The defendant's assignor paid the $200 practically for the right or privilege of cutting the timber within five years, which right or privilege was never exercised, but the plaintiff was prevented during that time from selling to anyone else. If money is paid for an option to cut timber during a certain period, and the party to whom the option is given does not see fit to avail himself of it, how can any equity arise in his favor to have the money paid back to him? It does not even present a case where money has been paid upon a consideration that has failed. He has simply refused to do what he had a right to do, and to compel the plaintiff to give him back his money would permit the defendant to take advantage of his own default. The plaintiff was certainly put to a disadvantage by the contract in being denied the right to the use of the land, or, as we have said, to dispose of it during the prescribed period, and this is a sufficient consideration to support his legal and equitable right to the money. In no possible view of the case, therefore, has the defendant any equity to have the money refunded.

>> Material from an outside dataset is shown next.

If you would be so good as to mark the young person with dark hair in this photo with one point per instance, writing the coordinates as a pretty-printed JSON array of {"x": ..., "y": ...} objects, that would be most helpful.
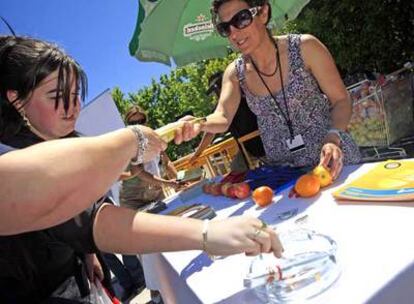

There is no error in the former decision of this court.
Petition dismissed.
Cited: Hawkins v. Lumber Co., 139 N.C. 162, 165; Lumber Co. v. Corey, 140 N.C. 466; Woody v. Timber Co., 141 N.C. 473; Winders v. Hill, ib., 704; Mining Co. v. Cotton Mills, 143 N.C. 308; Midyette v. Grubbs, 145 N.C. 88; Modlin v. R. R., ib., 233; Lumber Co. v. Smith, 146 N.C. 161; s. c., 150 N.C. 260; Timber Co. v. Wilson, 151 N.C. 158.